There may be several EVENT_SPLIT changes, but there will always also
be an EVENT_UPDATED for the event that the split events were split
from.
- EVENT_UPDATED
-
An event that already existed in the index was updated. This occurs when
a product arrives and associates to an existing event. This does not
necessarily mean the preferred event properties (eventid, time,
latitude, longitude, magnitude, depth) have changed, only that
information associated to this event is different than before.
- EVENT_DELETED
-
An event that already existed in the index was deleted. This effectively
means the event did not occur.
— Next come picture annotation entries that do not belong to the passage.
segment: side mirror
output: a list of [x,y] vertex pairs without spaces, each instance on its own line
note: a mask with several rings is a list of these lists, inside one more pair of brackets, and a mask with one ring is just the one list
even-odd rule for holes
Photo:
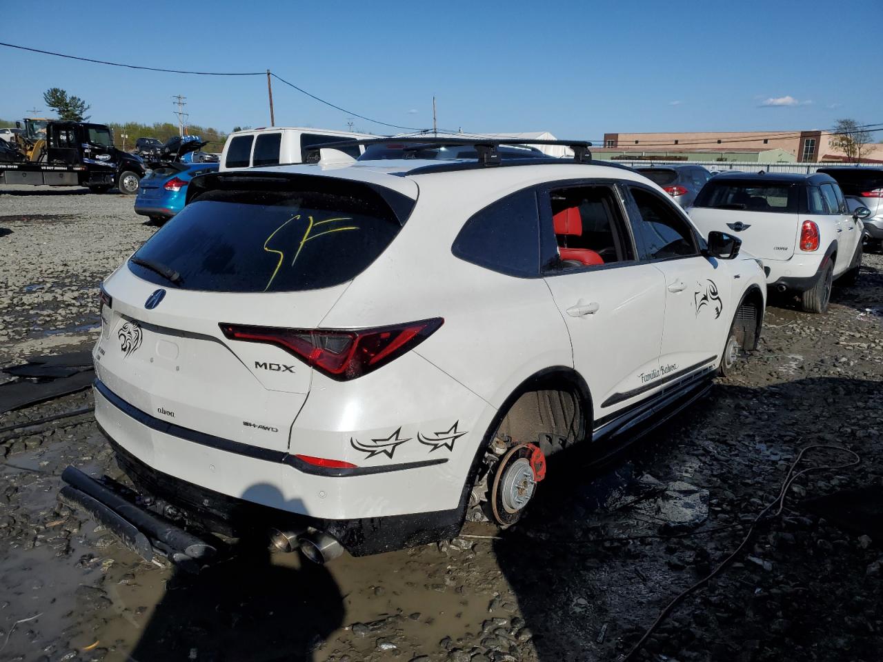
[[708,254],[719,260],[733,260],[739,254],[742,239],[726,232],[712,230],[708,233]]
[[864,221],[871,216],[871,210],[866,207],[857,207],[852,210],[852,217],[857,221]]

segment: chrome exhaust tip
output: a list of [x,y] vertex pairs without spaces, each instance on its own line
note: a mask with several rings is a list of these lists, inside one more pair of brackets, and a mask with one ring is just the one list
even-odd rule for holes
[[322,531],[300,537],[300,551],[313,563],[323,565],[343,553],[343,545]]
[[282,530],[272,529],[270,530],[270,543],[280,552],[294,552],[298,549],[298,539],[304,535],[303,530],[299,531]]

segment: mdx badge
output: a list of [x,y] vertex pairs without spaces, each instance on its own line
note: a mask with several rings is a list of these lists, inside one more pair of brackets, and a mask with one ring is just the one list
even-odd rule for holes
[[144,307],[147,308],[148,311],[152,311],[154,308],[155,308],[157,305],[160,305],[160,302],[163,299],[163,297],[165,297],[165,290],[160,288],[159,290],[155,290],[154,293],[151,294],[149,297],[147,297],[147,300],[144,302]]

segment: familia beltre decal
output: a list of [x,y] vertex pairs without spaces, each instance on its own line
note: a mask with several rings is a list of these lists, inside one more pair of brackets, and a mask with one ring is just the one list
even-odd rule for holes
[[464,434],[466,434],[466,433],[457,432],[457,426],[459,425],[460,421],[457,421],[444,432],[433,433],[432,434],[423,434],[421,433],[418,433],[417,440],[421,444],[432,447],[429,448],[430,453],[442,448],[445,448],[453,452],[454,442],[460,439],[460,437]]
[[698,281],[696,282],[698,289],[693,292],[693,303],[696,305],[696,316],[698,317],[699,311],[709,305],[714,308],[714,319],[721,317],[723,312],[723,302],[718,295],[717,285],[714,281],[708,279],[708,284],[703,285]]
[[143,340],[141,327],[132,321],[126,322],[120,327],[119,331],[117,333],[117,337],[119,338],[119,349],[126,357],[140,347],[141,340]]
[[362,443],[358,439],[350,437],[350,446],[356,450],[360,450],[362,453],[366,453],[366,460],[370,460],[374,455],[384,455],[391,460],[393,454],[396,452],[396,448],[404,444],[405,441],[410,441],[411,440],[411,437],[402,439],[400,436],[401,433],[402,428],[399,427],[398,430],[394,432],[386,439],[371,440],[370,444]]

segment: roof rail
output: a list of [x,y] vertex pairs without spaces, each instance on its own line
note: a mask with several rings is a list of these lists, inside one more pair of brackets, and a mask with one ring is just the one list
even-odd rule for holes
[[321,156],[321,149],[340,149],[358,145],[410,145],[403,151],[417,152],[431,147],[456,147],[466,145],[475,147],[479,156],[479,163],[483,166],[499,165],[502,157],[497,149],[501,145],[529,146],[529,145],[563,145],[573,150],[573,160],[577,163],[588,163],[592,161],[592,152],[589,147],[592,143],[586,140],[539,140],[530,138],[442,138],[410,136],[407,138],[368,138],[360,140],[336,140],[334,142],[311,145],[306,148],[305,163],[318,163]]

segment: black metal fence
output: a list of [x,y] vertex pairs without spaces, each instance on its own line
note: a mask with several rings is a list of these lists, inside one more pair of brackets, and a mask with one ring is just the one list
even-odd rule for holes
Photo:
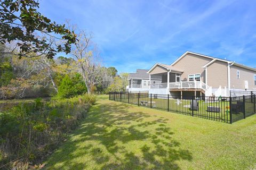
[[255,113],[255,95],[239,97],[195,97],[110,92],[111,100],[232,123]]
[[243,96],[252,96],[256,95],[255,90],[243,90],[243,91],[236,91],[230,90],[230,96],[232,97]]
This occurs when a product arrives,
associates to an existing event, and because of the new information the
event no longer has a time, latitude, or longitude.
- EVENT_MERGED
-
An event that already existed in the index merged with another
event. This means this event still occured, but is now part of
another event (and is not preferred).
There may be several EVENT_MERGED changes, but there will always
also be an EVENT_UPDATED for the event that the merged events were
merged into.
- EVENT_ARCHIVED
-
An event was removed from the index due to a configured archive policy.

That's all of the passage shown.